Polaroid. The instant film. An old and highly regarded brand. The iPod of its times. Polaroid instant was the bee's knees. Film that could develop instantly and stop developing in a matter of seconds so you could enjoy your photo without having to take it to a lab to get developed. This was amazing for its time. Cameras such as the SX-70 land camera although expensive became wildly popular in the 70s and the 600 series in the 80s brought instant photos to the mass market. People could have their photos and share it all around like an analogue Instagram of sorts.
Today though, the Polaroid brand has been sold and bought so many times that the brand has lost all credibility and has all but disappeared. Others have taken the unique Polaroid style and apps such as Hipstamatic and Instagram have popped up emulating the unique style of a Polaroid photo. Instagram was so successful that Instagram was bought by Facebook for close to a billion dollars. It seems everyone but Polaroid have been able to take advantage of the trend they brought.
When Polaroid decided to stop making its instant film on 2004, it was a devastating blow to the Polaroid community. They supposedly left enough supplies to manufacture the film for another decade but its sudden rise in popularity meant it would only last a couple of years. This left many Polaroid camera owners left with nothing but an empty shell. But two guys: Florian Kaps, an Austrian entrepreneur and André Bosman, a factory manager at the Polaroid factory at Enschede decided to lease the factory and recreate the iconic Polaroid instant film. However, when they asked for the formula, the manager replied that what they wanted was impossible and thus The Impossible Project was born.

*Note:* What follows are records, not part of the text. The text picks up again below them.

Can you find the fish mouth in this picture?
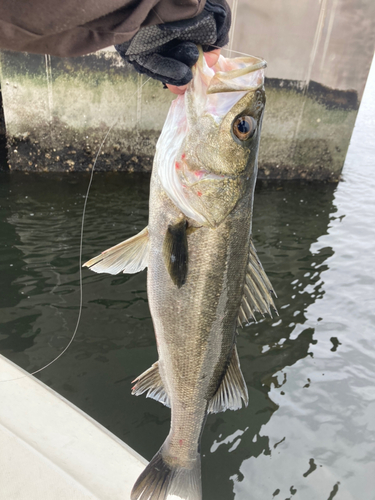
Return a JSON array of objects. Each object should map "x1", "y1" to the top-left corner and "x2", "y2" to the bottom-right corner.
[{"x1": 176, "y1": 161, "x2": 231, "y2": 188}]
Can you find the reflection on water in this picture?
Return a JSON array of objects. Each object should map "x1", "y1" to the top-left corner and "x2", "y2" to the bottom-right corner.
[
  {"x1": 0, "y1": 51, "x2": 375, "y2": 492},
  {"x1": 0, "y1": 174, "x2": 364, "y2": 500}
]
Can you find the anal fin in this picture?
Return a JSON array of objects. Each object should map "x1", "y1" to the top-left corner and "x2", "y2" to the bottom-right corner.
[
  {"x1": 207, "y1": 346, "x2": 249, "y2": 413},
  {"x1": 237, "y1": 240, "x2": 278, "y2": 326},
  {"x1": 132, "y1": 361, "x2": 170, "y2": 406},
  {"x1": 83, "y1": 226, "x2": 149, "y2": 274}
]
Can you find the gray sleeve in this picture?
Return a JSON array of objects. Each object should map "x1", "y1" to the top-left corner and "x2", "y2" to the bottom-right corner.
[{"x1": 0, "y1": 0, "x2": 205, "y2": 57}]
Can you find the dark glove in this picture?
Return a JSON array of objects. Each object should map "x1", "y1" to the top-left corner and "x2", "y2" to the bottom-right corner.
[{"x1": 115, "y1": 0, "x2": 231, "y2": 86}]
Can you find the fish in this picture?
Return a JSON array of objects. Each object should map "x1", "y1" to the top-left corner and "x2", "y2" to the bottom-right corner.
[{"x1": 84, "y1": 51, "x2": 276, "y2": 500}]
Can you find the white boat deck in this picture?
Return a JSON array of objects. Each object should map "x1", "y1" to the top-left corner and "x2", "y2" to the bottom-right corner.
[{"x1": 0, "y1": 355, "x2": 147, "y2": 500}]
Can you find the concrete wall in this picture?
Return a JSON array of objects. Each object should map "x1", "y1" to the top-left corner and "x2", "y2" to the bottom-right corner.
[{"x1": 0, "y1": 0, "x2": 375, "y2": 181}]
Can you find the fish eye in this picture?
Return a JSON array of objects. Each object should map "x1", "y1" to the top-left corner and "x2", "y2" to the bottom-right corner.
[{"x1": 233, "y1": 116, "x2": 257, "y2": 141}]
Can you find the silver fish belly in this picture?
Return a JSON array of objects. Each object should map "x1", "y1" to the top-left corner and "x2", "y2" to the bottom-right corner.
[{"x1": 85, "y1": 51, "x2": 275, "y2": 500}]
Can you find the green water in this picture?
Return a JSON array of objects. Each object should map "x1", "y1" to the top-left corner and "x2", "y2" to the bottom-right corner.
[
  {"x1": 0, "y1": 168, "x2": 375, "y2": 500},
  {"x1": 0, "y1": 56, "x2": 375, "y2": 500}
]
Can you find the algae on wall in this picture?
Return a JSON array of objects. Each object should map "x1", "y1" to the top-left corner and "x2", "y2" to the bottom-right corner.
[{"x1": 1, "y1": 51, "x2": 358, "y2": 181}]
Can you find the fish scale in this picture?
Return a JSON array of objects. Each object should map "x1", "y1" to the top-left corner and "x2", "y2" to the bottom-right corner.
[{"x1": 85, "y1": 47, "x2": 275, "y2": 500}]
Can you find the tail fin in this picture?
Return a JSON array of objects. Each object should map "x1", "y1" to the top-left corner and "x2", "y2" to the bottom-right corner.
[{"x1": 131, "y1": 447, "x2": 202, "y2": 500}]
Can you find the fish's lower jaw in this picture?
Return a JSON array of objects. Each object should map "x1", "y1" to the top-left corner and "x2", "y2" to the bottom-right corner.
[{"x1": 130, "y1": 446, "x2": 202, "y2": 500}]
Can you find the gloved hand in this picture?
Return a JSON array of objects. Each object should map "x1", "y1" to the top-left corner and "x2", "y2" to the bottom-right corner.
[{"x1": 115, "y1": 0, "x2": 231, "y2": 86}]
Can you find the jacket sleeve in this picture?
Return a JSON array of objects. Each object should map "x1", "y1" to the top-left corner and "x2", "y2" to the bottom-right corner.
[{"x1": 0, "y1": 0, "x2": 205, "y2": 57}]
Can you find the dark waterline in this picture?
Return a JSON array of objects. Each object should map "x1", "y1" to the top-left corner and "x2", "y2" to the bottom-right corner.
[{"x1": 0, "y1": 61, "x2": 375, "y2": 500}]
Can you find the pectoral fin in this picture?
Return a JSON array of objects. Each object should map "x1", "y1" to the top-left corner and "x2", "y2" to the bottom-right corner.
[
  {"x1": 163, "y1": 219, "x2": 188, "y2": 288},
  {"x1": 208, "y1": 346, "x2": 249, "y2": 413},
  {"x1": 132, "y1": 361, "x2": 170, "y2": 406},
  {"x1": 83, "y1": 226, "x2": 149, "y2": 274},
  {"x1": 237, "y1": 240, "x2": 278, "y2": 326}
]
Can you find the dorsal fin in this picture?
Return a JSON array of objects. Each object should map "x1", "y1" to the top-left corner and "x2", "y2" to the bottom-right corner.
[
  {"x1": 83, "y1": 226, "x2": 149, "y2": 274},
  {"x1": 207, "y1": 345, "x2": 249, "y2": 413},
  {"x1": 237, "y1": 240, "x2": 278, "y2": 326}
]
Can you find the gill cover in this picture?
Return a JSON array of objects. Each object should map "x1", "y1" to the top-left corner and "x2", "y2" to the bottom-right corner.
[{"x1": 154, "y1": 47, "x2": 266, "y2": 227}]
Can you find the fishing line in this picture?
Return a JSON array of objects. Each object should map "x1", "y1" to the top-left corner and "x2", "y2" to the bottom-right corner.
[
  {"x1": 0, "y1": 78, "x2": 151, "y2": 382},
  {"x1": 0, "y1": 45, "x2": 256, "y2": 382}
]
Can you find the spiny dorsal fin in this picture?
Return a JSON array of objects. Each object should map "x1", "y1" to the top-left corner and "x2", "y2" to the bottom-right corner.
[
  {"x1": 208, "y1": 346, "x2": 249, "y2": 413},
  {"x1": 83, "y1": 226, "x2": 149, "y2": 274},
  {"x1": 132, "y1": 361, "x2": 170, "y2": 406},
  {"x1": 163, "y1": 219, "x2": 188, "y2": 288},
  {"x1": 237, "y1": 240, "x2": 278, "y2": 326}
]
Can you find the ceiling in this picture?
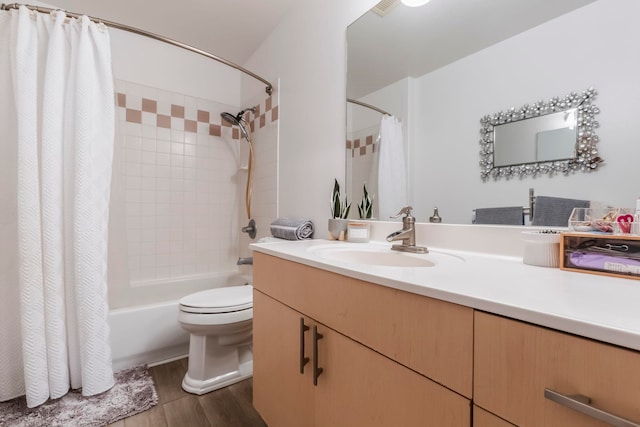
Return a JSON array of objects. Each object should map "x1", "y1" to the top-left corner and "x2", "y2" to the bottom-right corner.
[
  {"x1": 347, "y1": 0, "x2": 595, "y2": 98},
  {"x1": 40, "y1": 0, "x2": 296, "y2": 65}
]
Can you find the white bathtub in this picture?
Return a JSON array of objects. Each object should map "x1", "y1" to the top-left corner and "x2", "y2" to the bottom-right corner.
[{"x1": 109, "y1": 271, "x2": 250, "y2": 371}]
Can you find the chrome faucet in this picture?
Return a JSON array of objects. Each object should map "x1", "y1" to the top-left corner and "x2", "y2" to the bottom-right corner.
[
  {"x1": 387, "y1": 206, "x2": 429, "y2": 254},
  {"x1": 236, "y1": 256, "x2": 253, "y2": 265}
]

The Impossible Project has started producing their own blend of instant film for almost all of the old Polaroid cameras including most of the 60s, 70s and 80s. They've even improved on some of the films with greater colour saturation and sharper images. The only gripe with this film is that unlike the old Polaroid film which would develop in a couple of minutes, the Impossible film needs 20 minutes on their latest colour film and has to be shielded from light as soon as it prints; but I think that adds to the charm of using such an antiquated medium and the process makes you wait for the photo to develop instead of the digital cameras of today which let you you 'instantly' playback your images.

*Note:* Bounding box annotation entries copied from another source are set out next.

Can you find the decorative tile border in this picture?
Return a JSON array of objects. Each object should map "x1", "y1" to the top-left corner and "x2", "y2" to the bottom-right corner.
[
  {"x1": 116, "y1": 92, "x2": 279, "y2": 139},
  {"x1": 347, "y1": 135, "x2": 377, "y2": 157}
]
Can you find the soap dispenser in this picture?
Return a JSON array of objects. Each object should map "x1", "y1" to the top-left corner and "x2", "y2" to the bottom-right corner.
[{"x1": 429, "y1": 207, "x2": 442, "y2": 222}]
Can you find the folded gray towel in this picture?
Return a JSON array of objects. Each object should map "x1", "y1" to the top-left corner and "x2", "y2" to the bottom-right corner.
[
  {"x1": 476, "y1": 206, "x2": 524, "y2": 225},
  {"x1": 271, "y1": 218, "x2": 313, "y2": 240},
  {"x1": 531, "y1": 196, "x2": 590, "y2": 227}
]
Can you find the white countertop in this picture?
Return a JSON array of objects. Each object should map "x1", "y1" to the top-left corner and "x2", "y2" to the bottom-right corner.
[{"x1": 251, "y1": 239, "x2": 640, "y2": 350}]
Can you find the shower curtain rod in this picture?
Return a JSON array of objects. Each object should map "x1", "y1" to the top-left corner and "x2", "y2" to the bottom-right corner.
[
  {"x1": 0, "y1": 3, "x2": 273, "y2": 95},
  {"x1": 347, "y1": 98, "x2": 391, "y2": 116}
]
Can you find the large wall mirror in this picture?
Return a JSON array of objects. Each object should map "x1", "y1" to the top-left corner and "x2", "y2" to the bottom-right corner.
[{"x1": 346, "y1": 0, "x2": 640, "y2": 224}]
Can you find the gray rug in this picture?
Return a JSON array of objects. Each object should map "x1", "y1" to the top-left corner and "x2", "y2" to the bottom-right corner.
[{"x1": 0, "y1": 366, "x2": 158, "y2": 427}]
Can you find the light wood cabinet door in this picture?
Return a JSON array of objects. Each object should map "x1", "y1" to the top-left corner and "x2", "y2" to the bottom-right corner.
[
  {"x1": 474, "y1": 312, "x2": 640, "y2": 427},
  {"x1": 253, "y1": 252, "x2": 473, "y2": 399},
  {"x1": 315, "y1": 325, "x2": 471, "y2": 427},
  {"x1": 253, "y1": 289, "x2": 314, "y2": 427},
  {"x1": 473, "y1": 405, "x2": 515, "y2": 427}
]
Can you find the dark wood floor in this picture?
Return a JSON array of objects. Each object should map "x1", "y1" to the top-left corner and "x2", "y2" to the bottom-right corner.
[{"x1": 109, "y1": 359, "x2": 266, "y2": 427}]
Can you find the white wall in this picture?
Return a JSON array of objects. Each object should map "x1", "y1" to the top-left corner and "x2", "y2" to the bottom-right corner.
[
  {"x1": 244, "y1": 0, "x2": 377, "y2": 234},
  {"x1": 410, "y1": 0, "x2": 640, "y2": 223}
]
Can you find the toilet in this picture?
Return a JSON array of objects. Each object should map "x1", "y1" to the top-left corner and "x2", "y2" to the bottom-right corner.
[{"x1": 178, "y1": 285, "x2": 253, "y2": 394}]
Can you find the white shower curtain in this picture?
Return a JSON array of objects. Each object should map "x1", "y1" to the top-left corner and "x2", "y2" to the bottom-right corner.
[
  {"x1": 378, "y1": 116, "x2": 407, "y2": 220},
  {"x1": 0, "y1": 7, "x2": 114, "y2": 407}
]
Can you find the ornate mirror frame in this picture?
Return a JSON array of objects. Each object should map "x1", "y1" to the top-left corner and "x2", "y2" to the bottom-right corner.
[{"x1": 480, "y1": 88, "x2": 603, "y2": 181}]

After experimenting with film including the easy to find Fujifilm Superia 35mm film on an old Nikon FM-2, I find that the medium makes photography much more special. You take more time in framing your shots and the manual controls give you a much better understanding of photography. I also love the element of unpredictability in this analogue format. I've gotten some beautiful photos from light leakage in my film and I think that instant film would allow me to explore this even further. It gives much more flexibility in the development process and lets you lighten or darken, change the colour saturation or even etch in lines on the chemicals to stencil in a pattern.
Polaroid Instant film has made me much more excited about photography and I hope the Impossible Project keeps improving its film.